In fiction, I like bleak. I like grim. Despair. I’d even say that I like depressing narratives. I feel that they create a negative pulse. A gulp and frown reaction at the end of nearly every chapter that makes you realize that maybe you don’t have it too bad or in some cases, that you’re not alone in whatever darkness envelops you.
I also like having physical reactions to literature.
My physical reaction to Bukowski’s semi autographical novel, HAM ON RYE – multiple showers after reading.
There’s just something about the story and the telling of it, a coming of age tale where there’s no redeeming qualities and not a single character that I felt attached to or sympathetic for, that was fascinating. I read it in two days. And I don’t normally do that. And I can’t tell if the fast pace was because I was flipping pages faster than usual because I needed to find out if the main character ended up getting laid, to me the quest at the heart of HAM ON RYE, or if he actually acquired anything resembling compassion.
If there’s bait for a reader to plow through this book, whether or not it was purposeful or not, the masterful tension created by the main character’s lust and a lasting hope for the reader that an author wouldn’t create such an ugly and revolting character that would go through even a small change for the better by the end.
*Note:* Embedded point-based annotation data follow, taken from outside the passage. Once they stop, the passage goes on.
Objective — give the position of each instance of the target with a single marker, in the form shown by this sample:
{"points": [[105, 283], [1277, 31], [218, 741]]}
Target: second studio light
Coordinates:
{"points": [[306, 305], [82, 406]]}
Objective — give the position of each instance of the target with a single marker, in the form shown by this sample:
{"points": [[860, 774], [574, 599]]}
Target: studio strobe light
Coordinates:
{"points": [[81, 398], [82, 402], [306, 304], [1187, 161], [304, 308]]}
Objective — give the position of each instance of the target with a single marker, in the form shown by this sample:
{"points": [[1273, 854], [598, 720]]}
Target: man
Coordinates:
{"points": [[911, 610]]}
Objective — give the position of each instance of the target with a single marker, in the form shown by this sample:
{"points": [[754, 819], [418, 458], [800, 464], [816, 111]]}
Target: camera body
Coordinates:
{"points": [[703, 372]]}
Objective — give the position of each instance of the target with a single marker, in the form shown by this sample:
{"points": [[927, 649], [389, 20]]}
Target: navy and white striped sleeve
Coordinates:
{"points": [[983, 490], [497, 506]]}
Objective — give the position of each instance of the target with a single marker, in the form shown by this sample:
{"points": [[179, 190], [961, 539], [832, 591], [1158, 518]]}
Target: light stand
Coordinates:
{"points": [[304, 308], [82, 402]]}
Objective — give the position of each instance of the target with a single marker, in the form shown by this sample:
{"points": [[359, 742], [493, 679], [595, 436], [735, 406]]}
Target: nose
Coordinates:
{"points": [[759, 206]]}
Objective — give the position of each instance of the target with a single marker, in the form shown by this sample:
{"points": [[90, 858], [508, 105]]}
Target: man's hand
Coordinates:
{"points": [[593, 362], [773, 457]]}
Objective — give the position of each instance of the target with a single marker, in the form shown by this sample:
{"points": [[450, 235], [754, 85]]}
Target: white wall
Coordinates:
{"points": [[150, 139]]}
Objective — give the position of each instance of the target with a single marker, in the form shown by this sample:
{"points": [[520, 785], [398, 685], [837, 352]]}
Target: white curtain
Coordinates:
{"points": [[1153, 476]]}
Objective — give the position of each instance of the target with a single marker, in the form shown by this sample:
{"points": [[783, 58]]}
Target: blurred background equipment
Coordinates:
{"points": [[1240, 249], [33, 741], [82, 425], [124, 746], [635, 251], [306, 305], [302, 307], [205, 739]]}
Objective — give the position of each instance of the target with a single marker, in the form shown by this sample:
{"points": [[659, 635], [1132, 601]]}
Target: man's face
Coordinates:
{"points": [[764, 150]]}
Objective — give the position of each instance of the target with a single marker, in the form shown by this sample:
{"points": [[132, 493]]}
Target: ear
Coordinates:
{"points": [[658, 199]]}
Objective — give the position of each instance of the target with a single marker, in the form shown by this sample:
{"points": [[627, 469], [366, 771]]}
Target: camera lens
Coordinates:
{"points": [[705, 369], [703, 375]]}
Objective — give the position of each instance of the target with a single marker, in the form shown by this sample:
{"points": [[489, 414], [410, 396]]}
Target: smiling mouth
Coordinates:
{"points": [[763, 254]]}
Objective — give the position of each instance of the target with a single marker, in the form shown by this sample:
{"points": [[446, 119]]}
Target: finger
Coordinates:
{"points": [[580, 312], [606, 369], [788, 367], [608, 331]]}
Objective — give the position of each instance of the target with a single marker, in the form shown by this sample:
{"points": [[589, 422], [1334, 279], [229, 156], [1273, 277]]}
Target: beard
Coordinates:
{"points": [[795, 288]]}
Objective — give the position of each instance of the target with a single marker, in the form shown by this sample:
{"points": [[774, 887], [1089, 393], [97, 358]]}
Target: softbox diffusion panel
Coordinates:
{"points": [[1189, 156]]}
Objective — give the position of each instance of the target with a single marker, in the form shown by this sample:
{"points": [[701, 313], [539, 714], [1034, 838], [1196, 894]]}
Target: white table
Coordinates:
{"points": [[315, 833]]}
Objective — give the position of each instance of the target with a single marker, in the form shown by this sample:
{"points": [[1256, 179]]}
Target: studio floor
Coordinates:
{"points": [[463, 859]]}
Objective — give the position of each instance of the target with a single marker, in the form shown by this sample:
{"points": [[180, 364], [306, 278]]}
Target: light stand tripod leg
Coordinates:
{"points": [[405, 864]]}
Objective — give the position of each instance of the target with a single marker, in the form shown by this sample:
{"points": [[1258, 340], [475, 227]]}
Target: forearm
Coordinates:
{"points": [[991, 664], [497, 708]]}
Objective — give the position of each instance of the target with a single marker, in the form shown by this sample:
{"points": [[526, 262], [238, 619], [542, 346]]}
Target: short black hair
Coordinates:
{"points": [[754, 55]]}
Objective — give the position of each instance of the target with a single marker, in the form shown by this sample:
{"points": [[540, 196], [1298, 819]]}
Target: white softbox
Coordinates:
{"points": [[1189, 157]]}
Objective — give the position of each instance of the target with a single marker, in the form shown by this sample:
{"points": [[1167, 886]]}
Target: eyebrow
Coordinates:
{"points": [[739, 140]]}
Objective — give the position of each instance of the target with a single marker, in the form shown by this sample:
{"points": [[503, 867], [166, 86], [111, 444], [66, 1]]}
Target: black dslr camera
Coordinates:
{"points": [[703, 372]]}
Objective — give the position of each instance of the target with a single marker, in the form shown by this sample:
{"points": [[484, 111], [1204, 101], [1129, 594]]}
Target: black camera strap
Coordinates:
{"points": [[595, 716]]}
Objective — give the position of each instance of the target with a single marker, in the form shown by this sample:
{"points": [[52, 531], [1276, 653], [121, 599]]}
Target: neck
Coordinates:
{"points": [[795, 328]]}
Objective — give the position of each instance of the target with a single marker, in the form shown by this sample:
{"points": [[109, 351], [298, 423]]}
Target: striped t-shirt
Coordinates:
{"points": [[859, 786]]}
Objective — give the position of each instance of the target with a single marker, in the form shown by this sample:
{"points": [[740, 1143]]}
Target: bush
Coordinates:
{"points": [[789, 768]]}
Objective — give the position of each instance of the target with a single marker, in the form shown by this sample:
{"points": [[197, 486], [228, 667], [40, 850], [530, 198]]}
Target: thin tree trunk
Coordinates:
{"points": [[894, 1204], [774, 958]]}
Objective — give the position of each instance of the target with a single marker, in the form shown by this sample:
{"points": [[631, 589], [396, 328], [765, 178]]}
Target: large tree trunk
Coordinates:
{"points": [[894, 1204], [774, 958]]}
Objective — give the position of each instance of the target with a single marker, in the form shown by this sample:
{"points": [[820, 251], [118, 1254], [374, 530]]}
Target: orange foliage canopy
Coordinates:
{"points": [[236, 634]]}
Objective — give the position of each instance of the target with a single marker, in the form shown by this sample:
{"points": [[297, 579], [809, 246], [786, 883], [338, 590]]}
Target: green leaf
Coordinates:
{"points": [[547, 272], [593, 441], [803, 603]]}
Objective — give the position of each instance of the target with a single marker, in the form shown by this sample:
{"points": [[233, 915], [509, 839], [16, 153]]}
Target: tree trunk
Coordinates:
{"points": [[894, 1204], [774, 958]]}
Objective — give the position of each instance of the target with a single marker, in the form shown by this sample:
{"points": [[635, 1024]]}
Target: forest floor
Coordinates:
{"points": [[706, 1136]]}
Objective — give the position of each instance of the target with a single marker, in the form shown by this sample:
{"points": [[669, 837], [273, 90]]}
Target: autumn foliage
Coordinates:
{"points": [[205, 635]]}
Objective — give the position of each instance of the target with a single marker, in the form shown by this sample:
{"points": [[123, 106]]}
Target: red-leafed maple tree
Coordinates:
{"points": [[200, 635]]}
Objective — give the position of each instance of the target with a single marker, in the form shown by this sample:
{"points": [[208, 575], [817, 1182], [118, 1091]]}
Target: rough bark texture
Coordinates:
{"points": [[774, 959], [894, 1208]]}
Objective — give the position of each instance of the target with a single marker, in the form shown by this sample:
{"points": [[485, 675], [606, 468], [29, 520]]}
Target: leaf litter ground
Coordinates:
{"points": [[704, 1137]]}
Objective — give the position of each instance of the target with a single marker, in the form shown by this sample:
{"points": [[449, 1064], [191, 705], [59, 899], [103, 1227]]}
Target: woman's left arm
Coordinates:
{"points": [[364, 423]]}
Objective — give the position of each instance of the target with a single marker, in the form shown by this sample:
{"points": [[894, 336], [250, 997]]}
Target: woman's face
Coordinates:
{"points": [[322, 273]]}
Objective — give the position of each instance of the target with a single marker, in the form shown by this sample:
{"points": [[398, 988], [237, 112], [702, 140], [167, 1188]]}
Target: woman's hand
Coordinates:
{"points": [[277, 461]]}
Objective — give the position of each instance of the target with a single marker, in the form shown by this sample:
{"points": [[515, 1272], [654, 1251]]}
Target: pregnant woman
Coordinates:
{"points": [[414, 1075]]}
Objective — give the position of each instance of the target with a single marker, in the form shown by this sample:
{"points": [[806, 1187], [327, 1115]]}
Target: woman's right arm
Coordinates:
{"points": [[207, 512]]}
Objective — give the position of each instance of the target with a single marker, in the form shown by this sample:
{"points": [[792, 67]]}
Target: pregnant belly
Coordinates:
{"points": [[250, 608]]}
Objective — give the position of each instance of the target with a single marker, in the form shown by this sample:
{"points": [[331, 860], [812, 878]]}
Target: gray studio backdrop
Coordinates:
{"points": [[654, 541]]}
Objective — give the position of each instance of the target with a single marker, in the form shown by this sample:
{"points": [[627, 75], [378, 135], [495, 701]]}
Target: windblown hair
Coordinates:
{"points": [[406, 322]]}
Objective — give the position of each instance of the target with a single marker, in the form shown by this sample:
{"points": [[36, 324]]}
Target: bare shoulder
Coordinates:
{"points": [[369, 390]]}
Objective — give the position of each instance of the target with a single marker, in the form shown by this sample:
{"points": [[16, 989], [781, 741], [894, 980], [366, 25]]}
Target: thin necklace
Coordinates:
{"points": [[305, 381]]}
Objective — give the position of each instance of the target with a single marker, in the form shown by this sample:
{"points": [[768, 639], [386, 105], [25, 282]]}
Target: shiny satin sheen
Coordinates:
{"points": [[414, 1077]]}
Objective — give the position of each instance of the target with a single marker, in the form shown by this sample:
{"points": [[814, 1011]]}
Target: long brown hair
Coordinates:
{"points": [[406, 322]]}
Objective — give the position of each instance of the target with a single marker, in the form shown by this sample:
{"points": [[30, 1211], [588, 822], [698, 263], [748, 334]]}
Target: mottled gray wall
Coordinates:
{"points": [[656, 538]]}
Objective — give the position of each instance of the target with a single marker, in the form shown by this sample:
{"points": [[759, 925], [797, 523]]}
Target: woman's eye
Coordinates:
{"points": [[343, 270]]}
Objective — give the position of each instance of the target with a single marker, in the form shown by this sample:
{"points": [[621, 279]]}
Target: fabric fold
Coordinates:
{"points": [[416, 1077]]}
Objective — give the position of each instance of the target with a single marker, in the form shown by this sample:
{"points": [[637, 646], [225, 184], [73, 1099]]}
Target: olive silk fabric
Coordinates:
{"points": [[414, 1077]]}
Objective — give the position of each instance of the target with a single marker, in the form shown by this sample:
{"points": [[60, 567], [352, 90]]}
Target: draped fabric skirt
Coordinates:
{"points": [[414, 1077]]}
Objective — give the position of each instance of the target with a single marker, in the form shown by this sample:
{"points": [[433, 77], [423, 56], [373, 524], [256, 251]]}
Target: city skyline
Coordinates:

HAM ON RYE closes with disappointment. It’s a firecracker that never goes off. A let down. But that doesn’t take anything away from my enjoyment. Henry Chinaski, the protagonist, winds up in the same place as he was at the start – defeated and a total prick. While the reader gains insight into why he’s a prick – the terrible acne, the uncaring parents, etc. but what really influences my final diagnosis is the fact that he makes no attempt to change his shit situation in life and his proliferation of hateful behavior (could/should) lead the reader to detest him.
And I was more than okay with that.
Some people read books as a guide for how to live a better life and this, you would read this as a guide on how not to live your life.
All that said, I enjoyed the hell out of it. It’s honest and ugly.